# TorchAO Demo

This notebook demonstrates using TorchAO in optimizing a BERT model for inference. This is mainly meant to show off the ease with which AO is performed with this library, not excplicitly results given that I am on a CPU system and almost all training & inference memory performance gains are seen on GPU. 

In [60]:
import torch
from transformers import AutoTokenizer, AutoModelForSequenceClassification
from torchao.quantization import quantize_, int8_weight_only
import time
import psutil
import numpy as np

def get_memory_usage():
    return psutil.Process().memory_info().rss / 1024 / 1024  # in MB

def run_inference(model, inputs, num_runs=10):
    start_time = time.time()
    for _ in range(num_runs):
        with torch.no_grad():
            outputs = model(**inputs)
    end_time = time.time()
    return (end_time - start_time) / num_runs

## Load Model and Prepare Data
We'll use BERT-large and prepare a batch of 300 samples for inference.

In [61]:
# Load model and tokenizer
model_name = "bert-large-uncased"
print(f"Loading {model_name}...")
tokenizer = AutoTokenizer.from_pretrained(model_name)
model = AutoModelForSequenceClassification.from_pretrained(model_name, num_labels=2)

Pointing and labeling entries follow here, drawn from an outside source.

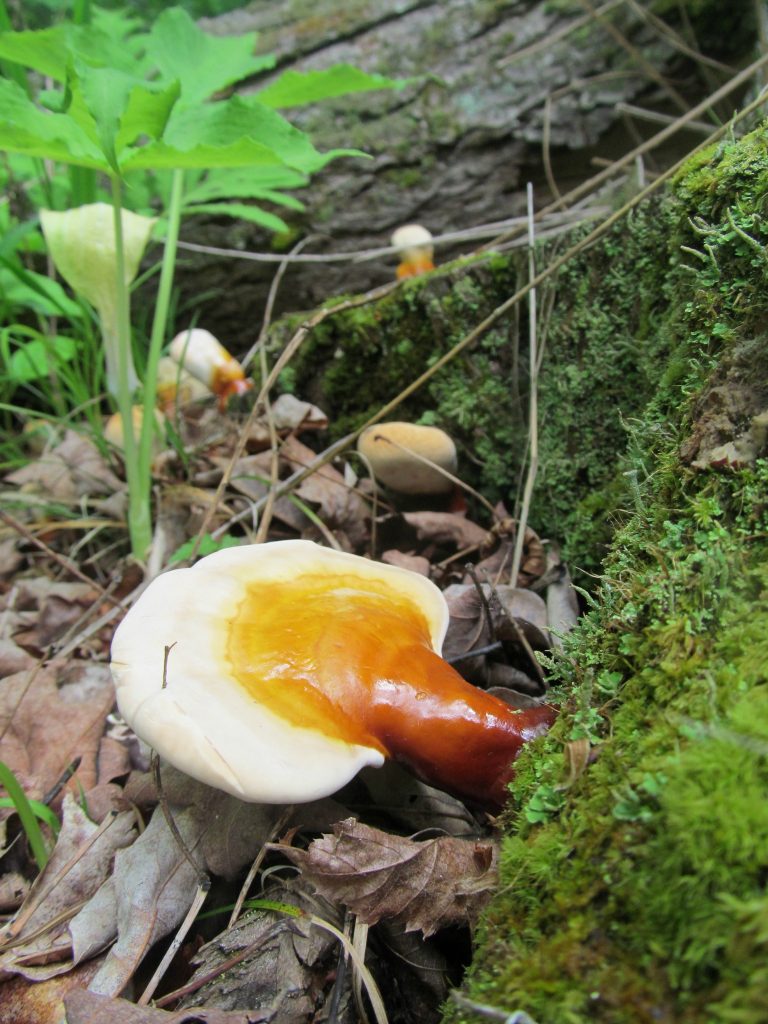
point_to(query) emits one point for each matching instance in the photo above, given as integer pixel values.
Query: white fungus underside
(204, 721)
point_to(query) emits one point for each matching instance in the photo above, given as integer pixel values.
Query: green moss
(636, 892)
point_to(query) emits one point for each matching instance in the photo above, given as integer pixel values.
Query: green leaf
(207, 547)
(26, 129)
(243, 212)
(295, 88)
(203, 64)
(117, 108)
(45, 51)
(41, 811)
(38, 357)
(251, 182)
(27, 816)
(25, 288)
(233, 133)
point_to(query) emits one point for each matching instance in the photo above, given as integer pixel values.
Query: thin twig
(258, 861)
(35, 899)
(532, 400)
(589, 240)
(163, 800)
(61, 560)
(204, 887)
(580, 190)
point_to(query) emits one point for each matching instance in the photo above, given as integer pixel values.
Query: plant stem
(160, 322)
(139, 520)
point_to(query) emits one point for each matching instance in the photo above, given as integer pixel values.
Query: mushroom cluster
(275, 672)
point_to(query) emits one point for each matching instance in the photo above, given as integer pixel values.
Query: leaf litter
(389, 858)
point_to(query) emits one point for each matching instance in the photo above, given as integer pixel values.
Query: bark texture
(455, 147)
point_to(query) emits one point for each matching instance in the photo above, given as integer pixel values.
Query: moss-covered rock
(636, 891)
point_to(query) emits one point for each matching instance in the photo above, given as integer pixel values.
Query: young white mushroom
(205, 357)
(409, 458)
(289, 667)
(417, 251)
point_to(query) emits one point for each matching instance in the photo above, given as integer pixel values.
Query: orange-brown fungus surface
(312, 651)
(351, 657)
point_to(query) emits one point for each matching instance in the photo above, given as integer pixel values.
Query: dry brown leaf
(290, 413)
(448, 528)
(426, 885)
(416, 563)
(339, 507)
(286, 967)
(51, 716)
(48, 950)
(13, 658)
(153, 885)
(72, 470)
(88, 1008)
(25, 1001)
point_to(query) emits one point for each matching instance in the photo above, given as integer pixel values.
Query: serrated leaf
(253, 214)
(116, 109)
(26, 129)
(295, 88)
(233, 133)
(203, 64)
(45, 51)
(251, 182)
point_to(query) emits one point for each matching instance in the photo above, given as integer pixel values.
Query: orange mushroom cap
(205, 357)
(294, 666)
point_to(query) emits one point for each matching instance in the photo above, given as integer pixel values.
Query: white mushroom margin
(204, 722)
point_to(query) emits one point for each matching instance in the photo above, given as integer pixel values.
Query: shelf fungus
(290, 667)
(416, 250)
(203, 355)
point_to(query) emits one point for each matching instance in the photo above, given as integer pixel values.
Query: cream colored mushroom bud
(416, 250)
(409, 458)
(204, 356)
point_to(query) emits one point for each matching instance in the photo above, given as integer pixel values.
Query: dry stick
(35, 899)
(546, 134)
(204, 887)
(597, 232)
(286, 355)
(551, 38)
(629, 158)
(65, 562)
(203, 880)
(260, 346)
(532, 400)
(677, 40)
(216, 972)
(258, 860)
(648, 69)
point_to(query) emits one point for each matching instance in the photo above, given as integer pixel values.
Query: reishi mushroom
(292, 666)
(416, 250)
(396, 454)
(205, 357)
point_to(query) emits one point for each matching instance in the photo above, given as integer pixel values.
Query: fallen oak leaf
(426, 885)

# Prepare input (larger batch size)
print("Preparing input data...")
texts = [
    "TorchAO is an amazing library for optimizing PyTorch models.",
    "The weather is beautiful today.",
    "Machine learning is transforming various industries."
] * 100  # 300 samples
inputs = tokenizer(texts, return_tensors="pt", padding=True, truncation=True)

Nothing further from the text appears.